Unfortunately, city planners are not enforcing one of the key requirements of the m-overlay – that at least 25 percent of their ground floor of projects be active use such as commercial, office and others that encourage human traffic. A project on N Interstate Avenue in Overlook is one of the first to proposed under the m-overlay. Planners granted it an exception to the active use requirement, but they also encouraged the neighborhood to appeal so that the Design Commission could provide clarity on how firmly to enforce the code. We have done so.
The Design Commission will hold a hearing on Thursday, June 20 to hear our appeal and decide if city planners should require the full amount of active use. This case will set the precedent for how the m-overlay is applied citywide, including in your neighborhood. If exceptions are easily granted, developers will pursue them in order to maximize profitable residential space.
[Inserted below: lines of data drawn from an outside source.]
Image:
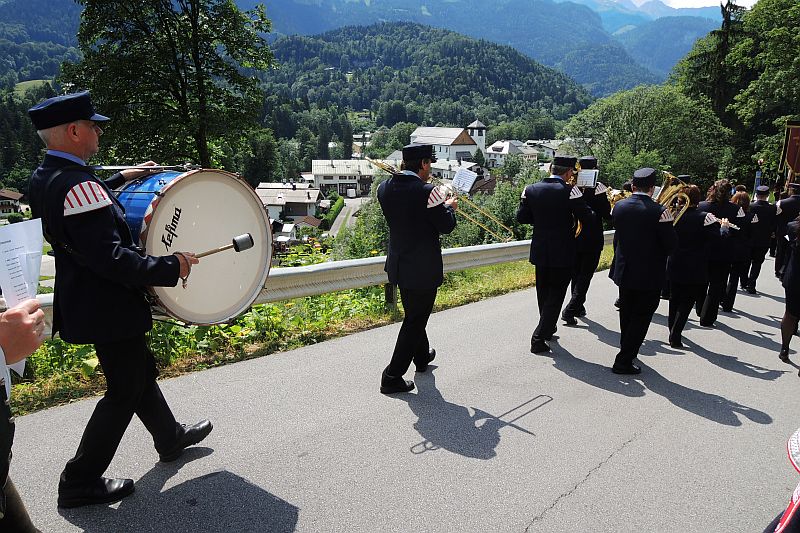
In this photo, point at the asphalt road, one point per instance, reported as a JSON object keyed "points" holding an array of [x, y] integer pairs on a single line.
{"points": [[493, 439]]}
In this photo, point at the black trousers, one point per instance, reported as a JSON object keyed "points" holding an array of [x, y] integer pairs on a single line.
{"points": [[781, 252], [551, 288], [582, 274], [636, 310], [717, 280], [130, 372], [738, 276], [412, 341], [756, 260], [682, 298]]}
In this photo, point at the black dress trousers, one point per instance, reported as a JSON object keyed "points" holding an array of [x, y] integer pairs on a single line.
{"points": [[551, 288], [585, 266], [717, 279], [682, 298], [636, 308], [758, 254], [130, 372], [412, 341]]}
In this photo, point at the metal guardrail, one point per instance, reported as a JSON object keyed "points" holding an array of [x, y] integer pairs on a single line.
{"points": [[312, 280]]}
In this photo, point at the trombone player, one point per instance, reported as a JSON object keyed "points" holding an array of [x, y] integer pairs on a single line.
{"points": [[589, 245], [551, 206], [645, 237]]}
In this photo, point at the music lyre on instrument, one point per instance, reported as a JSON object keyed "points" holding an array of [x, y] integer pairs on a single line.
{"points": [[452, 192], [178, 211]]}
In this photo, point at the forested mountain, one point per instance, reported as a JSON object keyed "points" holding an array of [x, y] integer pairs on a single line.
{"points": [[660, 44], [409, 72], [36, 36], [567, 36]]}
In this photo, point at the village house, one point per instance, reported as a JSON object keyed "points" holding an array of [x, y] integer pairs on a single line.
{"points": [[342, 175], [289, 201], [498, 152], [9, 202]]}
If you agree that enforcing the Centers Main Street Overlay Zone is important for the quality and predictability of development, we hope you will provide written or oral testimony to the commission.
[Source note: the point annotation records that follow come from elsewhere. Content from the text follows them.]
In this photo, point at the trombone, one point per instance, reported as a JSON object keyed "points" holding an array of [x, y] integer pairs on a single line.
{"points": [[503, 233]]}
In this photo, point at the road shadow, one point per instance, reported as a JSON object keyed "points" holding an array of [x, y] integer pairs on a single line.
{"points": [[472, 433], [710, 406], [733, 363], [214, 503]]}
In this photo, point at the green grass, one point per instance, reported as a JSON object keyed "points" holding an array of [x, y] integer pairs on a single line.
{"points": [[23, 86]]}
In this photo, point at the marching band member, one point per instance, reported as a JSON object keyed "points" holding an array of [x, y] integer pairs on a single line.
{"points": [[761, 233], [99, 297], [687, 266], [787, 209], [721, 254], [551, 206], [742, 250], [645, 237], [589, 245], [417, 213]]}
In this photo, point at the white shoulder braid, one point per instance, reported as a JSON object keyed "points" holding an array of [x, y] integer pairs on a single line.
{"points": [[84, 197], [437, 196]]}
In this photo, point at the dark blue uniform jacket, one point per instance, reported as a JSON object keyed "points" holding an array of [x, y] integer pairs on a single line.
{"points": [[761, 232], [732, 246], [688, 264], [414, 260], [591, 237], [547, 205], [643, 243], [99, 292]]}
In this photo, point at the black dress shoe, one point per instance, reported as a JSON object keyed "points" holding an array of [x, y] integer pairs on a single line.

You can send you testimony before June 20 to Benjamin.Nielsen@
OKNA continues to prepare its appeal, but our original objection to granting the exception is available.
This is our chance as neighborhoods to tell developers and the city that we expect active, community-focused development in our town centers and on our main streets.
About the Centers Main Street Overlay Zone
Council created the m-overlay in 2018 as part of a larger zoning code update. Commissioners and planners recognized that on certain core neighborhood streets developers should be required to design projects that encourage active use. The purpose statement of the m-overlay zone reads:
The Centers Main Street overlay zone encourages a mix of commercial, residential and employment uses on the key main streets within town centers and neighborhood centers identified in the Comprehensive Plan. The regulations are intended to encourage a continuous area of shops and services, create a safe and pleasant pedestrian environment, minimize conflicts between vehicles and pedestrians, support hubs of community activity, and foster a dense, urban environment with development intensities that are supportive of transit.
In the case that Overlook has appealed, the developer wants to include less active use in order to fit more residential units on the ground floor. Planners allowed a reduction of the active use requirement from 25 percent to 20 percent. The developer originally had sought 14 percent. This is still several hundred square feet short, enough to be the difference for the feasibility of many potential active uses. The land use decision is available here.
Like the Overlook Neighborhood, you probably want to see active use prioritized in your neighborhood town centers. Main streets that enable residents and visitors to walk and interact make for a more livable, vibrant environment for everyone. We believe the code is clear that 25 percent is a minimum. Ideally, developers would even exceed this to better meet the goals of the code.
Thank you for considering our request and for all your work to make your neighborhood a vibrant, community-oriented place to live and do business.